This pipeline generates a set of peak calls for histone modification marks from raw sequencing data. It can be run on multiple marks simultaneously.
The following files are required for input to the pipeline:
* Histone modification read file (gzipped fastq format)
* Control/Input read file (gzipped fastq format)

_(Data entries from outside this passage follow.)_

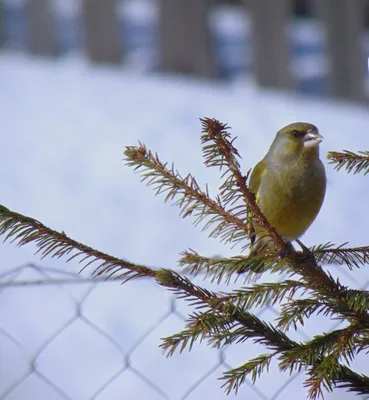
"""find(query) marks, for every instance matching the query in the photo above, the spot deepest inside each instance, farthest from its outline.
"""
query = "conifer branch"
(255, 367)
(24, 230)
(221, 153)
(262, 295)
(186, 194)
(353, 162)
(349, 256)
(224, 269)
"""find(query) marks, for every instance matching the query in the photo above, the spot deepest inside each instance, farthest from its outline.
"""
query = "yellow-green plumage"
(289, 183)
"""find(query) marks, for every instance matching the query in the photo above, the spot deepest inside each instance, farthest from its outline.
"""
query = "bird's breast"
(291, 198)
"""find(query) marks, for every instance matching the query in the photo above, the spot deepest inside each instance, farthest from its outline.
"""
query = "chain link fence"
(65, 336)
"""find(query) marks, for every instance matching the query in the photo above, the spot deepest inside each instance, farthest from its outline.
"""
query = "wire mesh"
(64, 336)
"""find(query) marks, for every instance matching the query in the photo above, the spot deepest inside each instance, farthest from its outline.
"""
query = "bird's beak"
(312, 139)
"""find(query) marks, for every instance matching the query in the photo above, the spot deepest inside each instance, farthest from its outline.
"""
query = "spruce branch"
(221, 153)
(187, 195)
(262, 295)
(23, 230)
(353, 162)
(255, 367)
(349, 256)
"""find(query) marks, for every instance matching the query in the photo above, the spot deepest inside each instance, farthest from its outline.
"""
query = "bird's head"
(297, 139)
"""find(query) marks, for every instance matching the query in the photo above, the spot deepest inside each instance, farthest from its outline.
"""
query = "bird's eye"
(297, 134)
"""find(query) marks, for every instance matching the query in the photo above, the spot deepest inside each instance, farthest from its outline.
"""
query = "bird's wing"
(254, 184)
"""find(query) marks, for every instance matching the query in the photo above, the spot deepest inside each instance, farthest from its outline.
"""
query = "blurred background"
(82, 79)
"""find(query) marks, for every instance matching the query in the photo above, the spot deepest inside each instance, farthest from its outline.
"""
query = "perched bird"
(289, 185)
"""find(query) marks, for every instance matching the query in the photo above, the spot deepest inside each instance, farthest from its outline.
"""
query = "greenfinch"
(289, 185)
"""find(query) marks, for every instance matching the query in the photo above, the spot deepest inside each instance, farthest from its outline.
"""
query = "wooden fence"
(186, 46)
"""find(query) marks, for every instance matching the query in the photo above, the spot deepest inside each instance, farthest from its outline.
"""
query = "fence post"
(344, 24)
(185, 41)
(271, 45)
(103, 33)
(42, 31)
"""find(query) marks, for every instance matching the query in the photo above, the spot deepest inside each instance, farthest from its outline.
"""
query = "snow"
(64, 127)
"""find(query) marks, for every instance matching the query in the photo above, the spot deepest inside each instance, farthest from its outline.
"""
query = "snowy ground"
(64, 125)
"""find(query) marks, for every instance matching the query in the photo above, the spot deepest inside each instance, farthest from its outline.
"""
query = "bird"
(289, 186)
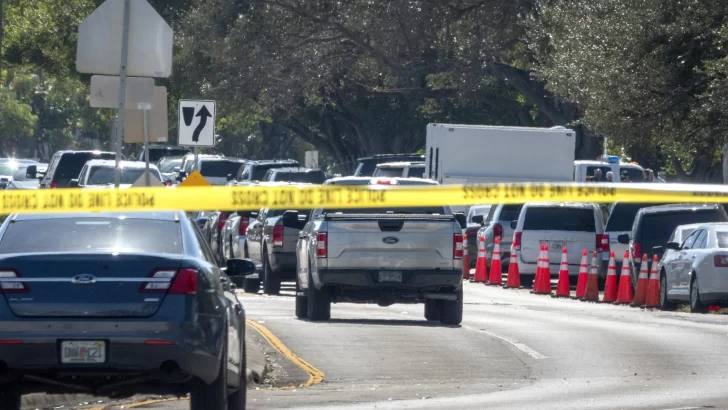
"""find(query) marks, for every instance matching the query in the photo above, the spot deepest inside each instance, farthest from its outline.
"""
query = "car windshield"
(559, 219)
(92, 235)
(105, 175)
(219, 168)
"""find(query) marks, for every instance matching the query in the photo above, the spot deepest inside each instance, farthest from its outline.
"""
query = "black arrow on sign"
(203, 114)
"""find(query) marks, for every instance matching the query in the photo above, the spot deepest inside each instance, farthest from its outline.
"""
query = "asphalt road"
(514, 350)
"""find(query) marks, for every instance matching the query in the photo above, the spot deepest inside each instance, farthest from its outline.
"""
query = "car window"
(92, 235)
(559, 219)
(690, 240)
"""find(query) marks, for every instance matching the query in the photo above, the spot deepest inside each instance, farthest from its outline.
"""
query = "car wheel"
(10, 401)
(451, 311)
(213, 396)
(696, 306)
(665, 303)
(319, 301)
(432, 311)
(251, 285)
(301, 303)
(271, 280)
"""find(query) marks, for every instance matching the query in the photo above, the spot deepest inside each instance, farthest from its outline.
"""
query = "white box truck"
(472, 154)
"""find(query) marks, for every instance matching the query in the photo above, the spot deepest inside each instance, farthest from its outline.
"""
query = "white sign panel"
(105, 92)
(156, 120)
(196, 123)
(150, 41)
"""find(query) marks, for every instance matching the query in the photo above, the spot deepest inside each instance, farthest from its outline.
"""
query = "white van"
(585, 168)
(574, 226)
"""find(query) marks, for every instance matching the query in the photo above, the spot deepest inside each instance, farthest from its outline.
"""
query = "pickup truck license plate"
(83, 352)
(390, 276)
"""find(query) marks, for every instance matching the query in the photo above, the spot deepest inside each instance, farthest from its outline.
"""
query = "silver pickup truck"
(383, 256)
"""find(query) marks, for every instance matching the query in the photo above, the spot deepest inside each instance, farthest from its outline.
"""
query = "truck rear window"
(559, 219)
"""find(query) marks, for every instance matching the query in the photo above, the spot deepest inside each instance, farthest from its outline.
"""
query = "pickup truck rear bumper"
(411, 279)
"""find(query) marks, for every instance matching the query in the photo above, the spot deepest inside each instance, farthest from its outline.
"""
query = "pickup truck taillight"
(517, 240)
(457, 246)
(321, 245)
(637, 253)
(498, 231)
(602, 243)
(278, 236)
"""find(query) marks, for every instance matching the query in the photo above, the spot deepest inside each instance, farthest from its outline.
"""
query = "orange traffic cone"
(481, 273)
(591, 293)
(583, 276)
(514, 276)
(542, 285)
(610, 286)
(563, 289)
(496, 271)
(466, 259)
(653, 287)
(625, 282)
(640, 296)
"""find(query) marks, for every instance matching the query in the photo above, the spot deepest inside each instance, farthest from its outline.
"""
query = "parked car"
(65, 166)
(401, 169)
(297, 175)
(694, 270)
(653, 227)
(159, 151)
(368, 165)
(271, 244)
(254, 171)
(382, 255)
(100, 173)
(498, 224)
(571, 226)
(130, 303)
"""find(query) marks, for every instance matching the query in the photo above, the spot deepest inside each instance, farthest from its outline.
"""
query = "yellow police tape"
(343, 196)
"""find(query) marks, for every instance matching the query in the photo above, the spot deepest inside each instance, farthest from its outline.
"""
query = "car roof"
(652, 210)
(124, 164)
(152, 215)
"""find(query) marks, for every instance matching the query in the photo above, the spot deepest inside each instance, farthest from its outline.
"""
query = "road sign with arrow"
(197, 123)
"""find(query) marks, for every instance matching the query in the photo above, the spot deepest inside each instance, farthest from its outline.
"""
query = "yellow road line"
(315, 376)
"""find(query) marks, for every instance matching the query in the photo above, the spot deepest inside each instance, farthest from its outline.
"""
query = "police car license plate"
(83, 351)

* Reference genome assembly (fasta format)
Multiple read files for different histone marks can be used by the pipeline and the same set of control reads will be used. While the FAANG consortium guidelines only require single-end reads for ChIP-seq assays, the pipeline can be run with a paired-end option if you have paired-end data.
The reference genome assembly can be downloaded from Ensembl, NCBI, etc. using the wget command. Below are example commands to download various genomes from Ensembl.
# Chicken
wget ftp://ftp.ensembl.org/pub/release-83/fasta/gallus_gallus/dna/Gallus_gallus.Galgal4.dna.toplevel.fa.gz
# Cattle
wget ftp://ftp.ensembl.org/pub/release-83/fasta/bos_taurus/dna/Bos_taurus.UMD3.1.dna.toplevel.fa.gz
# Pig
wget ftp://ftp.ensembl.org/pub/release-83/fasta/sus_scrofa/dna/Sus_scrofa.Sscrofa10.2.dna.toplevel.fa.gz
The assembly file must be unzipped:
gunzip Gallus_gallus.Galgal4.dna.toplevel.fa.gz
gunzip Bos_taurus.UMD3.1.dna.toplevel.fa.gz
gunzip Sus-scrofa.Sscrofa10.2.dna.toplevel.fa.gz
The following tools must be installed on your machine:
If you are running this on a cluster using the SLURM scheduler, a script is included to submit this pipeline as a job, loading the required software modules. You will have to contact your system administrator to ensure they are installed.
You will need to install the git tool on system if it's not already installed.
While in the directory with your data, download the pipeline scripts:
git clone https://github.com/kernco/chipseq-pipeline.git
Alternatively, you can download a zip file from the Github project page and unzip it.
The pipeline is executed with the command
./chipseq-pipeline/run_pipeline.sh [args]
from the directory containing your data, or if you're running on a SLURM cluster:
sbatch [sbatch-args] ./chipseq-pipeline/slurm_script.sh [args]
The [sbatch-args] will depend on the configuration of your cluster. Contact your system administrator if you're unsure what arguments are required.
The pipeline takes the following arguments:
--broad Filenames without the .fq.gz to do broad peak calling
on. For example, '--broad H3K27me3' will assume a
file H3K27me3.fq.gz exists in the current directory.
Multiple files/marks can be specified by separating
them by commas.
--narrow Same as --broad but does narrow peak calling.
--input Similar to --broad and --narrow, specifying the
control reads.
--assembly The filename of the reference genome assembly.
--genome_size The size of the mappable genome. We use 1.047e9 for
chicken (Galgal4). Generally, this is the number of
bases in non-repeat regions of the genome. A good
place to get this number is from the "Golden Path
Length" listed on the Ensembl page for the assembly
(e.g. http://www.ensembl.org/Gallus_gallus/Info/Annotation).
--paired_end Set this flag to run the pipeline with paired-end
reads. When this flag is set, the pipeline will expect
x.R1.fq.gz and x.R2.fq.gz for all x specified in the
--broad, --narrow, and --input arguments.
A number of files are generated by programs run by the pipeline. The most useful ones are listed here.
* X_peaks.broadPeak - A BED file containing broad peaks identified.
* X_peaks.narrowPeak - A BED file containing narrow peaks identified.
* X.filtered.bam - The read alignments with duplicates marked and low
quality alignments removed.
We have a directory with four read files from 3 histone modification marks and the control reads from chicken, as well as the chicken genome file:
* H3K4me3.fq.gz
* H3K27me3.fq.gz
* H3K4me1.fq.gz
* control.fq.gz
* Galgal4.fa
We want to do broad peak calling on the H3K27me3 marks and narrow peak calling on the H3K4me1 and H3K4me3 marks. To run the pipeline, we execute the following command:
./chipseq-pipeline/run_pipeline.sh --broad H3K27me3 --narrow H3K4me3,H3K4me1 --input control --assembly Galgal4.fa --genome_size 1.047e9
When the pipeline finishes running, the peak calls will be in these output files:
* H3K4me3_peaks.narrowPeak
* H3K4me1_peaks.narrowPeak
* H3K27me3_peaks.broadPeak
There will also be some additional files that were created during the pipeline's execution, such as BAM files containing read alignments.